Publié le : 26 Novembre 2025

Par : Hervé Lancelin

Catégorie : Critique d’art

Temps de lecture : 10 minutes

Gilbert & George forment un duo d’artistes britanniques qui ont érigé leur existence quotidienne en oeuvre d’art totale. Résidant à Spitalfields depuis 1968, ils créent des photomontages monumentaux explorant la sexualité, la religion et les tensions sociales de l’East End londonien, territoire qu’ils arpentent inlassablement pour documenter la vie urbaine contemporaine.

Écoutez-moi bien, bande de snobs : Gilbert & George ne sont pas des artistes ordinaires, et prétendre les comprendre à travers le prisme convenu de l’histoire de l’art contemporain serait une erreur aussi grossière que de juger une cathédrale par la couleur de ses vitraux. Ce duo improbable, formé en 1967 à la Saint Martin’s School of Art, a méthodiquement construit une oeuvre qui défie toute classification hâtive, toute tentative de réduction à un mouvement, à une école ou à une tendance passagère.

Gilbert Prousch, né dans le Tyrol du Sud italien en 1943, et George Passmore, né à Plymouth en 1942, incarnent depuis plus d’un demi-siècle une singularité artistique qui mérite qu’on s’y arrête avec rigueur. Leur démarche s’inscrit dans une temporalité longue, presque architecturale, où chaque oeuvre constitue une pierre supplémentaire dans l’édifice qu’ils érigent patiemment. La dimension architecturale de leur travail ne relève pas de la métaphore commode mais d’une réalité structurelle profonde. Leur maison de Fournier Street à Spitalfields, cette demeure géorgienne du XVIIIe siècle qu’ils habitent depuis 1968, n’est pas simplement un lieu de résidence mais le creuset même de leur pratique artistique. L’architecture devient chez eux langage, méthode, philosophie. La restauration minutieuse qu’ils ont entreprise de cette bâtisse, lui rendant son décor originel, témoigne d’une conscience aiguë du rapport entre structure et contenu, entre forme et existence. Cette maison n’est pas un décor mais une extension de leur corps artistique, un espace où la vie et l’art fusionnent jusqu’à l’indistinction.

Les grilles noires qui structurent leurs photomontages depuis les années 1970 évoquent immédiatement l’ordonnancement des vitraux médiévaux, ces compositions fragmentées qui racontent des histoires sacrées à travers des panneaux colorés. Mais là où le vitrail gothique élève l’âme vers le divin, les grilles de Gilbert & George la ramènent brutalement vers le terrestre, le corporel, l’obscène même.
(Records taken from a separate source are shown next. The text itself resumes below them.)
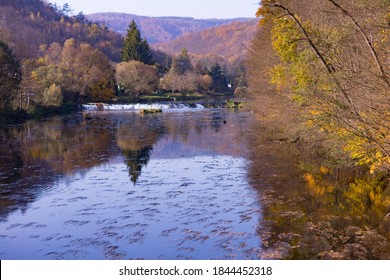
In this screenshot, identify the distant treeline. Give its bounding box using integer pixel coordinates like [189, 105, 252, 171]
[248, 0, 390, 173]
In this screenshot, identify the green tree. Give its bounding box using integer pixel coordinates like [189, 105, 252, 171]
[170, 48, 194, 76]
[0, 41, 22, 109]
[210, 63, 228, 92]
[121, 20, 153, 65]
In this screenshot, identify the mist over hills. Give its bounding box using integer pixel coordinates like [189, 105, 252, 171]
[87, 13, 254, 44]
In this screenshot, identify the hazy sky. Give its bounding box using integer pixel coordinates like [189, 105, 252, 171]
[48, 0, 260, 18]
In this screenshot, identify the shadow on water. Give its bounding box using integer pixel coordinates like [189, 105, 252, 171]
[0, 110, 261, 259]
[0, 110, 390, 259]
[249, 123, 390, 259]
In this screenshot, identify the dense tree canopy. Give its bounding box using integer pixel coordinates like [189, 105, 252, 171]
[0, 41, 22, 109]
[249, 0, 390, 172]
[121, 20, 153, 64]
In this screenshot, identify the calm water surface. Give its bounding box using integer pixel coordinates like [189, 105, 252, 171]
[0, 109, 390, 259]
[0, 110, 261, 259]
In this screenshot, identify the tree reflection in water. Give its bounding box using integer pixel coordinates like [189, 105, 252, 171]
[249, 125, 390, 259]
[123, 146, 153, 185]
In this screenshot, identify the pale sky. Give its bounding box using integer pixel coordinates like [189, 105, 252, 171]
[47, 0, 260, 18]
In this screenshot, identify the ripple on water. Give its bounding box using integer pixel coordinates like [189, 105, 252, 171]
[0, 118, 260, 259]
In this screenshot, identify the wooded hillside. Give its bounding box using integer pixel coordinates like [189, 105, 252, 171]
[0, 0, 123, 61]
[87, 13, 253, 43]
[248, 0, 390, 173]
[153, 19, 258, 58]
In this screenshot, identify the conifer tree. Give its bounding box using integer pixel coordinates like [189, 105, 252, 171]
[121, 20, 153, 65]
[0, 41, 22, 110]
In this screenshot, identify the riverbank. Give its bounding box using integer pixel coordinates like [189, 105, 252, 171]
[0, 103, 82, 124]
[249, 93, 390, 259]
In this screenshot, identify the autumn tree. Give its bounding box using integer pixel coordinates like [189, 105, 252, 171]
[32, 39, 115, 103]
[116, 60, 159, 96]
[121, 20, 153, 64]
[251, 0, 390, 172]
[0, 41, 22, 110]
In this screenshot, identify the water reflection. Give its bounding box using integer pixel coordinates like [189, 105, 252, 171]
[123, 146, 153, 185]
[0, 110, 260, 259]
[249, 126, 390, 259]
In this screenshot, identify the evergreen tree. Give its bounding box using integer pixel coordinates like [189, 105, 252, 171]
[210, 63, 228, 92]
[0, 41, 22, 110]
[121, 20, 153, 65]
[170, 48, 193, 76]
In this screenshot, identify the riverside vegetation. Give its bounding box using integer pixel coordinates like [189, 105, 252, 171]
[248, 0, 390, 259]
[0, 0, 239, 122]
[0, 0, 390, 259]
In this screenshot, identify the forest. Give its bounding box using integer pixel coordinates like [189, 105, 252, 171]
[0, 0, 390, 173]
[0, 0, 236, 122]
[248, 0, 390, 174]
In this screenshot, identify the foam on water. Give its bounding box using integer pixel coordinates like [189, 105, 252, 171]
[83, 103, 204, 111]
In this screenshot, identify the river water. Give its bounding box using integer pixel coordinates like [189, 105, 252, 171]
[0, 108, 390, 260]
[0, 109, 261, 259]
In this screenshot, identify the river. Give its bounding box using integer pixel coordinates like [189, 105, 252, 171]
[0, 108, 390, 260]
Leur série des Pictures, inaugurée au début des années 1970, impose un système de composition rigoureux où chaque oeuvre se déploie comme une fenêtre ouverte sur l’East End londonien. Cette structuration géométrique, loin d’être un simple choix esthétique, établit un ordre dans le chaos de la vie urbaine qu’ils documentent avec une constance presque maniaque. Les couleurs saturées, souvent criardes, emprisonnées derrière ces barreaux noirs, créent une tension entre contention et débordement, entre l’apollinien de la structure et le dionysiaque du contenu. L’architecture de leurs oeuvres mime celle de la ville elle-même, avec ses fenêtres, ses façades, ses divisions spatiales qui organisent la promiscuité humaine.

La question sociologique traverse leur oeuvre avec une acuité qui surprend chez des artistes souvent accusés de frivolité. Gilbert & George ne se contentent pas d’observer leur quartier, ils en font un laboratoire d’étude des mutations sociales contemporaines. Leur affirmation selon laquelle “rien ne se passe dans le monde qui ne se passe pas dans l’East End” [1] pourrait sembler présomptueuse si elle ne s’accompagnait pas d’une production d’images qui documente méthodiquement les strates sociales de ce territoire. L’East End londonien, avec son histoire d’immigration successive, de pauvreté endémique et de gentrification galopante, offre effectivement un concentré des tensions qui traversent les métropoles occidentales. Les artistes s’y positionnent comme des ethnographes en costume trois-pièces, collectant les détritus de la modernité urbaine : cartouches de protoxyde d’azote, graffitis, petites annonces de travailleurs du sexe, titres sensationnalistes de journaux. Cette accumulation n’est pas gratuite mais procède d’une méthodologie quasi scientifique. Chaque élément prélevé dans leur environnement immédiat devient un symptôme, un indice des rapports de classe, de race, de genre qui structurent la société britannique.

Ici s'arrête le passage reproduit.